Using these batteries B, Y and Z, cycle characteristics were compared. The charge / discharge conditions at this time were a charge / discharge current of 100 mA and a cycle life of the battery when the initial capacity was reduced by 80%. The result is shown in FIG. From FIG. 4, it can be seen that the battery B of the present invention has superior cycle characteristics as compared with the comparative batteries Y and Z.

As a solvent for dissolving or dispersing polytrifluoroethylene as a binder, methyl ethyl ketone and ethyl acetate can be used in addition to N-methyl-2-pyrrolidone and methylformamide.

In addition to lithium hexafluorophosphate, lithium tetrafluoroborate, lithium hexafluoroarsenate, lithium trifluoromethanesulfonate, lithium hexafluoroarsenate, and lithium hexafluoroantimonate as solutes of the nonaqueous electrolyte solution. And lithium perchlorate can be used as well.

[0021]

As is clear from the above description, the present invention uses polytrifluoroethylene (ethylene trifluoride resin) as a binder used when preparing the positive and negative electrodes of a non-aqueous electrolyte battery. Therefore, the storage characteristics and cycle characteristics of this type of battery can be improved, and its industrial value is extremely large.

[Brief description of the drawings]

FIG. 1 is a longitudinal sectional view of a battery of the present invention.

FIG. 2 is a graph showing storage characteristics of a battery A of the present invention and comparative batteries W and X.

FIG. 3 is a cycle characteristic diagram of a battery A of the present invention and comparative batteries W and X.

FIG. 4 is a cycle characteristic diagram of a battery B of the present invention and comparative batteries Y and Z.

[Explanation of symbols]

 DESCRIPTION OF SYMBOLS 1 Negative electrode 2 Positive electrode 3 Separator A, B Battery of this invention, W, X, Y, Z Comparative battery.

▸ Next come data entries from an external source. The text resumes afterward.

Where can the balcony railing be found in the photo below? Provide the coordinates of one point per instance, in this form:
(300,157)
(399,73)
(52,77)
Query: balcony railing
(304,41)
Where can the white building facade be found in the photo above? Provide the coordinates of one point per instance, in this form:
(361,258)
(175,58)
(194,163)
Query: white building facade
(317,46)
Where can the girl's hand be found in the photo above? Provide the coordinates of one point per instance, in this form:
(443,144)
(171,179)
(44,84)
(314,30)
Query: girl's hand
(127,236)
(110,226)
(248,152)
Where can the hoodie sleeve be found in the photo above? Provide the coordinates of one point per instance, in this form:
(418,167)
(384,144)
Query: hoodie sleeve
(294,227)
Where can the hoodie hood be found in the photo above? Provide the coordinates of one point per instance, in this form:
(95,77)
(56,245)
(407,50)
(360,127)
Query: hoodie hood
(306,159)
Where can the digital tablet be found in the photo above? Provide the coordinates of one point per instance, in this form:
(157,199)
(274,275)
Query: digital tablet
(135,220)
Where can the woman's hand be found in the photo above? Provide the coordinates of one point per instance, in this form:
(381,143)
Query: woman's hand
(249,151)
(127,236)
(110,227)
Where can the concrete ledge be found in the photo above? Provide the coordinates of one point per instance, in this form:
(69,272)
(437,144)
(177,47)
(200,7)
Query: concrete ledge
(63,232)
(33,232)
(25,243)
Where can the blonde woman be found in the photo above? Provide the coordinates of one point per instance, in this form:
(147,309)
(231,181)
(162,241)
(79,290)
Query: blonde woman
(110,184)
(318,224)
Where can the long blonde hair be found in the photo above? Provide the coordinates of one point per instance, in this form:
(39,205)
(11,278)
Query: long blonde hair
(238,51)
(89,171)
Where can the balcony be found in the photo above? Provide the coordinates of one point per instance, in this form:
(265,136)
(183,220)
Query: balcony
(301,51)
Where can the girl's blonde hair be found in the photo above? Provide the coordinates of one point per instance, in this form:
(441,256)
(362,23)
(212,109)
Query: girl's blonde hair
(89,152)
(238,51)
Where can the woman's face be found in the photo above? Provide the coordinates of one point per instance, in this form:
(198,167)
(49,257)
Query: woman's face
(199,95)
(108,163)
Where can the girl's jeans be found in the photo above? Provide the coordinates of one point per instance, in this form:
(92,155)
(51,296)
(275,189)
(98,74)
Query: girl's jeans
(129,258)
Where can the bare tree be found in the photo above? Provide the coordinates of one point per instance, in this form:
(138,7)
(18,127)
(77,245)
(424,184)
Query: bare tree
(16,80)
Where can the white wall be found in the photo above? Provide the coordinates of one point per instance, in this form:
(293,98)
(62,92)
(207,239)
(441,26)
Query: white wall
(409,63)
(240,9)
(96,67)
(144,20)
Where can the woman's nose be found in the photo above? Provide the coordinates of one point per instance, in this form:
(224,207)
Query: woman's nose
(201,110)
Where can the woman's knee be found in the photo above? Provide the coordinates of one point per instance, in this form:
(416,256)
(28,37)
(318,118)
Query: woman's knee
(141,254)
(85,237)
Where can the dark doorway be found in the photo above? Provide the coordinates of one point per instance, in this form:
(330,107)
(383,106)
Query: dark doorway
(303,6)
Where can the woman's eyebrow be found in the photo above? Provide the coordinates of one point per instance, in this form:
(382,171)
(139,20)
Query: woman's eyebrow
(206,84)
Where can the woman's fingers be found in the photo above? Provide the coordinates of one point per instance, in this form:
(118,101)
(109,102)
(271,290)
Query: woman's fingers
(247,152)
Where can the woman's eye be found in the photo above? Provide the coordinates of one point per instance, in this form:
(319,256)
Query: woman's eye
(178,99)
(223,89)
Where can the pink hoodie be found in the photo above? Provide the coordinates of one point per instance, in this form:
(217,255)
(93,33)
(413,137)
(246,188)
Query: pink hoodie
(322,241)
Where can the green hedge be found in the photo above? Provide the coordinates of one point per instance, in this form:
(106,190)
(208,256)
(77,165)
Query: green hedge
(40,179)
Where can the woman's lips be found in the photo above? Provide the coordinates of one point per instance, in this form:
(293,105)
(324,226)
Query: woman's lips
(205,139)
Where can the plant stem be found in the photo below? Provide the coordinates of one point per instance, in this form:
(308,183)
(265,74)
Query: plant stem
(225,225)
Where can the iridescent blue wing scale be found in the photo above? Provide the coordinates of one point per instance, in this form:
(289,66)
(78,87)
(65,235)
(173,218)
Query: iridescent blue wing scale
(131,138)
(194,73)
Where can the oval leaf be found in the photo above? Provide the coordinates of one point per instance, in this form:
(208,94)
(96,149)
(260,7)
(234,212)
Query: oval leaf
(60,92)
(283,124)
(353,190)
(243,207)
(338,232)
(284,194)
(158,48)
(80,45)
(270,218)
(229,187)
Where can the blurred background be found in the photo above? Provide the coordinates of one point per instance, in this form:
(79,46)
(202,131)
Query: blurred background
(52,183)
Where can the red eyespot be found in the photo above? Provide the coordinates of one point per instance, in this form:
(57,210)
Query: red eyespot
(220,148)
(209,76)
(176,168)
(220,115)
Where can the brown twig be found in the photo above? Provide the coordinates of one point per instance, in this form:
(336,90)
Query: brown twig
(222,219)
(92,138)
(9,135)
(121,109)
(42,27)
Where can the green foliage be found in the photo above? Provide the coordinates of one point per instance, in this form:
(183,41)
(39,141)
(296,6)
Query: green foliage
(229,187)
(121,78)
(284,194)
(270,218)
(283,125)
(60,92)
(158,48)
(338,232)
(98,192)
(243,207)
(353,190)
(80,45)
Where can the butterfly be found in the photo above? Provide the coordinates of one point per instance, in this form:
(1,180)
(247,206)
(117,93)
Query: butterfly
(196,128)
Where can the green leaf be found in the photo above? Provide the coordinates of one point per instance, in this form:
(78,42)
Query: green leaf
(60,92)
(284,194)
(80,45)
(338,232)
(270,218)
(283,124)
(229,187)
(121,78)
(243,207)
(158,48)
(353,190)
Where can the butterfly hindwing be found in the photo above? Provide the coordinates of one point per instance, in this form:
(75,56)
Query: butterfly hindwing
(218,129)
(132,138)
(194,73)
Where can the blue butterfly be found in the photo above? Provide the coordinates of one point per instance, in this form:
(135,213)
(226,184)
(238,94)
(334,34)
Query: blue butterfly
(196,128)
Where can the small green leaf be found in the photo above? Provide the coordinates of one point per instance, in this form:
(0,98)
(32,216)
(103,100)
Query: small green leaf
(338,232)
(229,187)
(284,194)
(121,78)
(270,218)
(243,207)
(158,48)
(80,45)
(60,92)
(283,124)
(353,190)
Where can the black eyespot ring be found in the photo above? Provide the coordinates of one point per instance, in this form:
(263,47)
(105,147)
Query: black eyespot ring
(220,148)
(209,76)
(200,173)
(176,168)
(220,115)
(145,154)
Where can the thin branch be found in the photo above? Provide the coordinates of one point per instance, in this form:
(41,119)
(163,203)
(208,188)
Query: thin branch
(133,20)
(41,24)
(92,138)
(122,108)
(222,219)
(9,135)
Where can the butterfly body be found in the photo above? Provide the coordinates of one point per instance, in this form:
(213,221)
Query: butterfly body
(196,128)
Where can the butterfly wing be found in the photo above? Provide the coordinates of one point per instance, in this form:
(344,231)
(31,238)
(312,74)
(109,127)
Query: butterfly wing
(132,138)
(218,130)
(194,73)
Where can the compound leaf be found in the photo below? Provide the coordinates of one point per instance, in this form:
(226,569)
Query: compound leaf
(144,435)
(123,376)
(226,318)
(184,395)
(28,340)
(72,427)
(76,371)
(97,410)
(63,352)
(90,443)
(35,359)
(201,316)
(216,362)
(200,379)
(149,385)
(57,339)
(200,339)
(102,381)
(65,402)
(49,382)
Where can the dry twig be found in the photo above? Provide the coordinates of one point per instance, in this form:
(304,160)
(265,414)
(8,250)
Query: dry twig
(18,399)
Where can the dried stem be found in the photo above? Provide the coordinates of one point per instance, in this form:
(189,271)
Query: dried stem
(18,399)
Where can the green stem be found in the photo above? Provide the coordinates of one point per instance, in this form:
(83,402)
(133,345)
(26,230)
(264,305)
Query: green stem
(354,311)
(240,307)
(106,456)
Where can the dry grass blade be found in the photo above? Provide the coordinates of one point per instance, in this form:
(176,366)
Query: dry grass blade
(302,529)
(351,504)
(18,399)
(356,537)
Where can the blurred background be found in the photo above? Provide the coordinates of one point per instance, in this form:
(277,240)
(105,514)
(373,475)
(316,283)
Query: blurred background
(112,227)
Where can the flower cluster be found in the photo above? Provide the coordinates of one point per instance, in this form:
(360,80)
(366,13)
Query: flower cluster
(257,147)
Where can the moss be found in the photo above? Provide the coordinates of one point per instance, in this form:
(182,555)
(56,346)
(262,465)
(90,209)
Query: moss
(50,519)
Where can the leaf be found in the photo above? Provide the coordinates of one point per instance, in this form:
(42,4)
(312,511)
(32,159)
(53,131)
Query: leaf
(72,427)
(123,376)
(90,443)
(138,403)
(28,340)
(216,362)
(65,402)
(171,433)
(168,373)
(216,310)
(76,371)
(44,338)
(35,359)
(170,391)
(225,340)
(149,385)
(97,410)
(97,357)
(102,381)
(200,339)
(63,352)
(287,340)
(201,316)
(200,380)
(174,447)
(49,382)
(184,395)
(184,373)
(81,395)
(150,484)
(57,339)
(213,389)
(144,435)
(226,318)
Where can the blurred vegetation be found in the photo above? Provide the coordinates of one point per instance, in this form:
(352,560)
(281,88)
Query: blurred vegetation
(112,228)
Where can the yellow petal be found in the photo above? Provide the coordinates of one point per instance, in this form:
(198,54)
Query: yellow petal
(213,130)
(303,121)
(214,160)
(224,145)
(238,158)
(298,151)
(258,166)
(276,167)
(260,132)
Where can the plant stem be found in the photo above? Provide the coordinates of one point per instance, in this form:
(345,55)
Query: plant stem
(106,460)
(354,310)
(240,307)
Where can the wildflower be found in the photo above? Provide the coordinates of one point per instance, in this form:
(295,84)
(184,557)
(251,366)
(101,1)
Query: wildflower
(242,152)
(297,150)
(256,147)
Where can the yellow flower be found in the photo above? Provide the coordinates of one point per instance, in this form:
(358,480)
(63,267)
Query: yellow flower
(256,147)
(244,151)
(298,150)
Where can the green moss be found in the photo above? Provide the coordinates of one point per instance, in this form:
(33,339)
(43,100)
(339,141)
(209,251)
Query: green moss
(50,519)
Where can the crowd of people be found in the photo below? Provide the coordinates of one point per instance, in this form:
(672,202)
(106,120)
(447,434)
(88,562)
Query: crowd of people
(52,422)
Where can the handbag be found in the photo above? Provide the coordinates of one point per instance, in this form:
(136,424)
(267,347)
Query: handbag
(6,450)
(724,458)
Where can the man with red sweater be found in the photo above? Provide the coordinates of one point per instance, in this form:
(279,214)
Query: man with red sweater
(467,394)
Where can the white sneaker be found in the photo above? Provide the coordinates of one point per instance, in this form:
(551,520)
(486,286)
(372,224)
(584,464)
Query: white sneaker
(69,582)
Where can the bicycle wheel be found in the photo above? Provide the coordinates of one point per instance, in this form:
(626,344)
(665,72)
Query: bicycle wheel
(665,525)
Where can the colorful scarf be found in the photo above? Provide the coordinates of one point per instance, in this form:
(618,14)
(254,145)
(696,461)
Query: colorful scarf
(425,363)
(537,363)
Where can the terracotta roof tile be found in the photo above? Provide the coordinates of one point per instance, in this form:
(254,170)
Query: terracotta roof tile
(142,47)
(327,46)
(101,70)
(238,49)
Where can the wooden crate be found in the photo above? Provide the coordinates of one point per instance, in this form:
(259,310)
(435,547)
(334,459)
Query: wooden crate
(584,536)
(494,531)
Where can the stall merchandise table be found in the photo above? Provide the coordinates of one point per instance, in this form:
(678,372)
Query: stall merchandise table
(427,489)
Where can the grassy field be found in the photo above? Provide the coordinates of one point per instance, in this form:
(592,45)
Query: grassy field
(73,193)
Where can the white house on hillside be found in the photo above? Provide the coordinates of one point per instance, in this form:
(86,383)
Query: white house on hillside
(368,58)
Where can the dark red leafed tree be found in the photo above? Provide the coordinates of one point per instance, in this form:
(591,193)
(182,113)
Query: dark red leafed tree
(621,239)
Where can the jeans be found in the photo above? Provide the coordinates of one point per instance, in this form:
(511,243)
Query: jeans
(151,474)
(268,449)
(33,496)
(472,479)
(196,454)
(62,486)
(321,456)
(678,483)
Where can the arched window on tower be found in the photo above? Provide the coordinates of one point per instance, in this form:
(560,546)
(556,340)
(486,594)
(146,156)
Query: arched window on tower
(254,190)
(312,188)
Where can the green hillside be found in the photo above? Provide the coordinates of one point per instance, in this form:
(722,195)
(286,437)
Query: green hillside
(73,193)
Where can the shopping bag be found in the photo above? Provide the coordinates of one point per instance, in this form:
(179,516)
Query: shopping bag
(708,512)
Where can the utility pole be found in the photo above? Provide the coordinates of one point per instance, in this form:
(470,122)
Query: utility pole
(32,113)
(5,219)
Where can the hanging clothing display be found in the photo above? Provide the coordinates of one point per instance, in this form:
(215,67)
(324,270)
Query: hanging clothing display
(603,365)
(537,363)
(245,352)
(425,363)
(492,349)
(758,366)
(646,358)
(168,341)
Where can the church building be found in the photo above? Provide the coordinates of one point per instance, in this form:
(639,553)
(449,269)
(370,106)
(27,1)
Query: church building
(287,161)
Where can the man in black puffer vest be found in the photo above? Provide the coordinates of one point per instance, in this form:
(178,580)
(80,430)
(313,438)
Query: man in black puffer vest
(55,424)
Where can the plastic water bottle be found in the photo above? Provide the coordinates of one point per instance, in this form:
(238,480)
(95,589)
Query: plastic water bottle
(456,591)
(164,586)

──────────────────────────────────────────────────続 き Continuing on the front page (72) Inventor Masatoshi Takahashi 2-18-18 Keihanhondori, Moriguchi-shi, Osaka Sanyo Electric Co., Ltd. (72) Inventor Hiroshi Watanabe 2-18-18 Keihanhondori, Moriguchi-shi, Osaka (56) References JP-A-3-225751 (JP, A) JP-A-63-72065 (JP, A) (58) Fields investigated (Int. Cl. ⁷ , DB name) H01M 4 / 36-4/62 H01M 4/02-4/04 H01M 10/40

Claims (5)

(57) [Claims] 1. A battery comprising a chargeable / dischargeable positive electrode, a negative electrode using lithium as an active material, and a non-aqueous electrolyte,
These positive and negative electrodes are characterized in that the positive and negative electrode active materials are coated and dried on a core material made of metal foil using polytrifluoroethylene (ethylene trifluoride resin) as a binder. Non-aqueous electrolyte battery. 2. The non-aqueous electrolyte battery according to claim 1, wherein N-methyl-2-pyrrolidone, methyl ethyl ketone, ethyl acetate, and methylformamide are used as a solvent for dissolving or dispersing the binder. 3. The non-aqueous electrolyte battery according to claim 1, wherein the positive electrode is a manganese oxide, an iron oxide, a nickel oxide, or a cobalt oxide. 4. The non-aqueous electrolyte according to claim 1, wherein the negative electrode is an alloy, an oxide, or carbon capable of inserting and extracting lithium. battery. 5. The solute of the non-aqueous electrolyte comprises lithium trifluoromethanesulfonate, lithium hexafluorophosphate, lithium tetrafluoroborate, lithium hexafluoroarsenate, lithium hexafluoroantimonate, and lithium perchlorate. 3. The method according to claim 1, wherein at least one selected from a group is selected.
The non-aqueous electrolyte battery according to claim 3.